Salting and stretching a password

This post will look at a progression of ways to store passwords, from naive to sophisticated.

Most naive: clear text

Storing passwords in plain text is least secure thing a server could do. If this list is leaked, someone knows all the passwords with no effort.

Better: hash values

A better approach would be to run passwords through a secure hash function before storing them. The server would never store a password per se, only its hashed value. When someone enters a password, the server would check whether the hash of the password matches the stored hashed value. If the list of hashed values is leaked, it will take some effort to recover the original passwords, though maybe not much effort, as I wrote about in my previous post.

Better still: add salt

The next step in sophistication is to append a random value, called a salt, to the password before applying the hash function. The server would store each user’s salt value and the hash of the password with the salt added.

Now if the user has a naive password like “qwerty” you couldn’t crack the password by doing a simple Google search. You can find the hash value of “qwerty” by searching, but not the hash value of qwerty + random salt, because although the former is common the latter is probably unique. You could still crack the password if the hash is insecure, but it would take a little effort.

Better still: key stretching

Suppose an attacker has a list of salt values and corresponding hash values for salt + password. They could guess passwords, hashing each with a salt value, to see if any hash values match. They would start with the most common passwords and probably get some matches.

Key stretching is a way to make this brute force search more time consuming by requiring repeated hashing. In the following stretching algorithm, p is the password, s is the salt, h is the hash function, and || means string concatenation.

$\begin{align*} x_0 &= \phi \\ x_i &= h(x_{i-1} || p || s) \mbox{ for i = 1, \ldots, }r \\ K &= x_r \end{align*}$

Now the time required to test each password has been multiplied by r. The idea is to pick a value of r that is affordable for legitimate use but expensive for attacks.

10 thoughts on “Salting and stretching a password”

Diego

25 January 2019 at 22:57

Next step in sophistication is to avoid sending the plaintext password to the server altogether, by using a protocol like OPAQUE. See https://blog.cryptographyengineering.com/2018/10/19/lets-talk-about-pake/

Joe Taber

26 January 2019 at 01:18

This key stretching algorithm has an unfortunate runtime complexity of O(|p| * r) which forces websites to artificially limit password length to avoid ddos / very slow hashing. There’s no other real reason to limit password length except network bandwidth, and even that could easily allow passwords of 10k+ characters without issue.

So I propose a new algorithm:
x[0] = h(theta||p||s), x[n] = h(x[n-1]||s) for i from 1 to r.

I.e. the password is only read once to initialize the hash, and then it’s iterated without the password again. This changes the complexity to O(|p| + r), and makes the iteration time constant for any length password (and thus easier to tune prececely).
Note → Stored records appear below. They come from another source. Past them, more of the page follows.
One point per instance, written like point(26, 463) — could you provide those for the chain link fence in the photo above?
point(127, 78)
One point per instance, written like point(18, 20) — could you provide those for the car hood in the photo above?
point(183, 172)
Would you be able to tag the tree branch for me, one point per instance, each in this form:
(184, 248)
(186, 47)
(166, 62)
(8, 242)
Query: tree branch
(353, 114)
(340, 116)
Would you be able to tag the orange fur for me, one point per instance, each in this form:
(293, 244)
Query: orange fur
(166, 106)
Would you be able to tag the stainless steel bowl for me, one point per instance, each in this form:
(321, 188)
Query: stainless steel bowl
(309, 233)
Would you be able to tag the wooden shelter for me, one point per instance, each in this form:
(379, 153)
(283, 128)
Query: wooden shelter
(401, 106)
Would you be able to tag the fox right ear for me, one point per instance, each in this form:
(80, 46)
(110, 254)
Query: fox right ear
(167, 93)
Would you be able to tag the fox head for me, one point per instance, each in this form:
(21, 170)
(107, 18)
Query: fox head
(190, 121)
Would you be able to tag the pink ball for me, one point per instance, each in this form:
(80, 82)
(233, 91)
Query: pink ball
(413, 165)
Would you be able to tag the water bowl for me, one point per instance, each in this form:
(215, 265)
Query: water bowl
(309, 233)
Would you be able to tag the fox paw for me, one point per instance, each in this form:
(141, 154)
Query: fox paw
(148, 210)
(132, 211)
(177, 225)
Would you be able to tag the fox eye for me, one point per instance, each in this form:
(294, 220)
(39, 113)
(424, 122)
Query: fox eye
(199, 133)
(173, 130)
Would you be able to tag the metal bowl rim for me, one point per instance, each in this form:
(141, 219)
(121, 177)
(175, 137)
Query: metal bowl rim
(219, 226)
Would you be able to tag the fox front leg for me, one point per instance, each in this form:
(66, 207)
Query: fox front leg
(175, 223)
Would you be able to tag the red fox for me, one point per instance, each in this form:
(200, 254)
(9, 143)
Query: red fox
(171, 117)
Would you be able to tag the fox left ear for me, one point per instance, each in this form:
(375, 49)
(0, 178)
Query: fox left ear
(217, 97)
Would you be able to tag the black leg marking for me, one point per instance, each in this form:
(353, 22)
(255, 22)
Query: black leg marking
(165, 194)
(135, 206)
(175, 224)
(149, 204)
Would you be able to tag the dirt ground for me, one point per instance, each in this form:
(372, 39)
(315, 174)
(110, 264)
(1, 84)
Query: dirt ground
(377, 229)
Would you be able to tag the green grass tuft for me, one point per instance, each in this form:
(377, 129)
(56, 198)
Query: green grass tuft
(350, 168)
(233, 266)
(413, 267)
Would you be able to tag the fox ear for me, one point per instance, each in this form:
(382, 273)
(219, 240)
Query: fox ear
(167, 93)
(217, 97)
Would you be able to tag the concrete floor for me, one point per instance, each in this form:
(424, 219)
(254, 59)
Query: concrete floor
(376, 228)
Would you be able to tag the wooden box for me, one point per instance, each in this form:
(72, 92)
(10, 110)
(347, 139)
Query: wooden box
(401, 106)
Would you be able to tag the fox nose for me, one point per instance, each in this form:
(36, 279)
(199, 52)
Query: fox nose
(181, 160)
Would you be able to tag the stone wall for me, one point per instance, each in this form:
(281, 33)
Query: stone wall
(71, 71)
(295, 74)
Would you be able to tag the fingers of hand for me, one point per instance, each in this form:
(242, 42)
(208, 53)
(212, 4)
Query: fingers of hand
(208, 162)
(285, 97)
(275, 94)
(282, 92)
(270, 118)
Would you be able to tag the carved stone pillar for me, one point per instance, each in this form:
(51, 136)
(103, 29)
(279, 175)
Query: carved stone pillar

This is much more reasonable from a performance perspective and should allow for much larger passwords.

As far as I can tell this should have the same security as the “normal” algorithm but with a significant algorithmic complexity improvement. Is there something that I’m not seeing? Perhaps a security trade-off? (If there’s a worry about “losing” entropy from the password over repeated iterations, you could add one more round with p: K = h(x[r]||p||s), which doesn’t change the better complexity).

Dave Pawson

26 January 2019 at 02:42

But for me, a password is seldom enough? With 100+ logins, I often need 5 or 6 pieces of information? I store them (plain text) as
key:{key:value [,key:value]*}
e.g. url: , login: , mmn: etc.

Could this be used for a more practical approach? I’d be interested.

John

26 January 2019 at 08:09

@Dave: An individual could do things that wouldn’t be practical for a server. You might consider a password manager or a YubiKey.

@Joe: I don’t think password length matters because password lengths will be less than hash lengths. Hardly anybody would use a 256-bit password, for example.

Steve

26 January 2019 at 09:08

Is this true?
“Now the time required to test each password has been multiplied by r. ”
As an attacker, I don’t know how many iterations you’ve used (r). Therefore I need to pick a test password and either iterate until I get a match (which may never happen if that password isn’t in the list,) or give up after some predetermined number of iterations. If that number is be less than r, I miss when I should have hit.
Also, I could make this harder by using a list of salts s_i; i = 1,…n and making each iteration
x_i+1 = h(x_i || p || s_i) i = 1,…,r
Now as an attacker, I need to know all the salts and the correct order in which to apply them, which multiplies the attack cost by s! at no additional encryption cost.

Steve

26 January 2019 at 09:10

* said s!, meant n!

John

26 January 2019 at 09:25

I’ve implicitly assumed that the attacker knows r. In practice they may or may not. Kerckhoff’s principle would say that it’s safest to assume any fixed parameters such as r are known.

Joe Taber

27 January 2019 at 00:05

@John: If you use a password generator you can get lots of entropy in 32 bytes, but most people should use passphrases — which are much better than passwords for real people — (and much less entropy dense) then suddenly 32 bytes start to seem very restrictive. 32 bytes is just a couple words and an ok-ish passphrase. I hate running up against these kinds of arbitrary password length limits, and I don’t like the idea of restricting the way a user of my service is allowed to secure themselves — who am I to say your scheme of typing a unique little story as your password is “wrong”? I would prefer the limit to be based on something *real*, like bandwidth or memory limits, UX reasons, or security reasons, not “I chose a bad algorithm so I have to punish my users with the consequences.”

Glenn Vanderburg

28 January 2019 at 08:39

From this post I deduce that you type on Dvorak or some other alternative keyboard layout, for how else does one misspell “qwerty”?

John

28 January 2019 at 08:46

Dvorak is so mainstream. I use my own artisanal keyboard layout. :)

Comments are closed.